Kejagung Dalami Dugaan Korupsi Kredit Macet Sritex, Dirut Iwan Kurniawan Lukminto Diperiksa
Kejaksaan Agung (Kejagung) terus mendalami kasus dugaan korupsi terkait pemberian kredit kepada PT Sri Rejeki Isman Tbk (Sritex) yang berujung pada kredit macet senilai Rp 3,58 triliun. Sebagai bagian dari proses penyidikan, Direktur Utama Sritex, Iwan Kurniawan Lukminto (IKL), diperiksa sebagai saksi pada Senin (2/6/2025).
"Iwan Kurniawan Lukminto diperiksa dalam kapasitasnya sebagai Direktur Utama PT Sinar Pantja Djaja, PT Biratex Industri, dan PT Primayuda Mandiri Jaya," ungkap Kepala Pusat Penerangan Hukum (Kapuspenkum) Kejagung, Harli Siregar, dalam keterangan resminya. Ketiga perusahaan tersebut diketahui merupakan anak perusahaan dari Sritex.
Fokus utama penyidikan saat ini adalah menelusuri kemungkinan aliran dana kredit dari bank daerah dan bank pemerintah ke anak perusahaan Sritex. Selain IKL, penyidik juga memeriksa enam saksi lainnya yang berasal dari berbagai latar belakang, meliputi:
- HP, Kepala Sub Divisi Commercial Banking Bank BPD Jateng.
- DP, Perseroan Pengurus CV Prima Karya.
- AZ, Legal Tim Hadiputranto Hadinoto & Partners (2007-2017).
- LW, Direktur PT Adikencana Mahkota Buana.
- APS, Direktur PT Yogyakarta Textile.
- AH, Direktur PT Perusahaan Dagang.
Menurut Harli, pemeriksaan terhadap ketujuh saksi ini bertujuan untuk mengumpulkan informasi terkait dugaan tindak pidana korupsi dalam pemberian kredit oleh PT Bank Pembangunan Daerah Jawa Barat dan Banten (Bank BJB), PT Bank DKI, dan Bank Pembangunan Daerah Jawa Tengah (Bank Jateng) kepada PT Sritex dan entitas anak usahanya atas nama tersangka Iwan Setiawan Lukminto dan pihak-pihak terkait lainnya.
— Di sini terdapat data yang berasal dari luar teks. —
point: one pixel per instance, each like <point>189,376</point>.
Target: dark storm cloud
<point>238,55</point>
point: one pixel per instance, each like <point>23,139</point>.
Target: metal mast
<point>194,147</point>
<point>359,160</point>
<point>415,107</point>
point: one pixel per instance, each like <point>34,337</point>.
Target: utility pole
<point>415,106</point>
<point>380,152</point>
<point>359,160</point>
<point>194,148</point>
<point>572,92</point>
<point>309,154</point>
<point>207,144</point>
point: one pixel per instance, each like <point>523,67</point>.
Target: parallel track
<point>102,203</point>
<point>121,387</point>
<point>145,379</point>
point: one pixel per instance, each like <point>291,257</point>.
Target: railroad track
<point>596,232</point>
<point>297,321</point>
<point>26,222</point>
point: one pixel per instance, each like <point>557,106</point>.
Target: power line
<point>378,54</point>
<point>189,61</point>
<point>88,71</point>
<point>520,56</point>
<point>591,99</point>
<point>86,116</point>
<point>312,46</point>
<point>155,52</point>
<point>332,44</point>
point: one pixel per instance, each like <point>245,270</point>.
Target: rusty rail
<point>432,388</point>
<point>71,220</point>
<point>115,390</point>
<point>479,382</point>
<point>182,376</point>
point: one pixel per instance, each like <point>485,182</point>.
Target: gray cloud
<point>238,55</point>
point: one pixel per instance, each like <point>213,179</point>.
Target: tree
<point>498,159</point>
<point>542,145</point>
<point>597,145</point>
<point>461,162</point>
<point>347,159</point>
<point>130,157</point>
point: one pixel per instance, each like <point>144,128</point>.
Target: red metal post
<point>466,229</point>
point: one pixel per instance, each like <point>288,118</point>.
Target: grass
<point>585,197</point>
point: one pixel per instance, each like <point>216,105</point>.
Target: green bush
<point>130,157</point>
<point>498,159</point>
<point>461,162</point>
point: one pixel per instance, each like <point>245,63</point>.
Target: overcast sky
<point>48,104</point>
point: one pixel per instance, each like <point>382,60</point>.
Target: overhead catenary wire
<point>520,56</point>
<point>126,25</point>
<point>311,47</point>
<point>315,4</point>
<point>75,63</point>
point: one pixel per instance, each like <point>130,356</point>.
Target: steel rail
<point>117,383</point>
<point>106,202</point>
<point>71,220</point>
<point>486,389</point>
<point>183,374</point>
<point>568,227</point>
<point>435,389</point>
Dalam kasus ini, Kejagung telah menetapkan tiga orang sebagai tersangka, termasuk Komisaris Utama Sritex, Iwan Setiawan Lukminto. Dugaan kerugian negara akibat kredit macet dari BJB dan Bank DKI mencapai Rp 692 miliar. Sritex sendiri telah dinyatakan pailit sejak Oktober 2024 dan tidak mampu memenuhi kewajiban pembayaran.
Selain pinjaman dari BJB dan Bank DKI, Sritex juga memiliki total kredit macet senilai Rp 3,58 triliun yang berasal dari berbagai bank daerah dan bank pemerintah lainnya. Bank Jateng tercatat memberikan kredit sebesar Rp 395.663.215.800.
Himpunan Bank Negara (Himbara) yang terdiri dari Bank BNI, Bank BRI, dan LPEI juga memberikan kredit dengan total mencapai Rp 2,5 triliun. Saat ini, status BNI, BRI, dan LPEI masih sebagai saksi, berbeda dengan BJB dan Bank DKI yang telah ditemukan indikasi tindakan melawan hukum.
Para tersangka dijerat dengan Pasal 2 Ayat 1 atau Pasal 3 juncto Pasal 18 Undang-Undang Nomor 31 Tahun 1999 tentang Pemberantasan Tindak Pidana Korupsi sebagaimana telah diubah dengan Undang-Undang Nomor 20 Tahun 2001 jo Pasal 55 Ayat 1 ke-1 Kitab Undang-Undang Hukum Pidana. Mereka ditahan di Rutan Salemba cabang Kejaksaan Agung selama 20 hari untuk kepentingan penyidikan.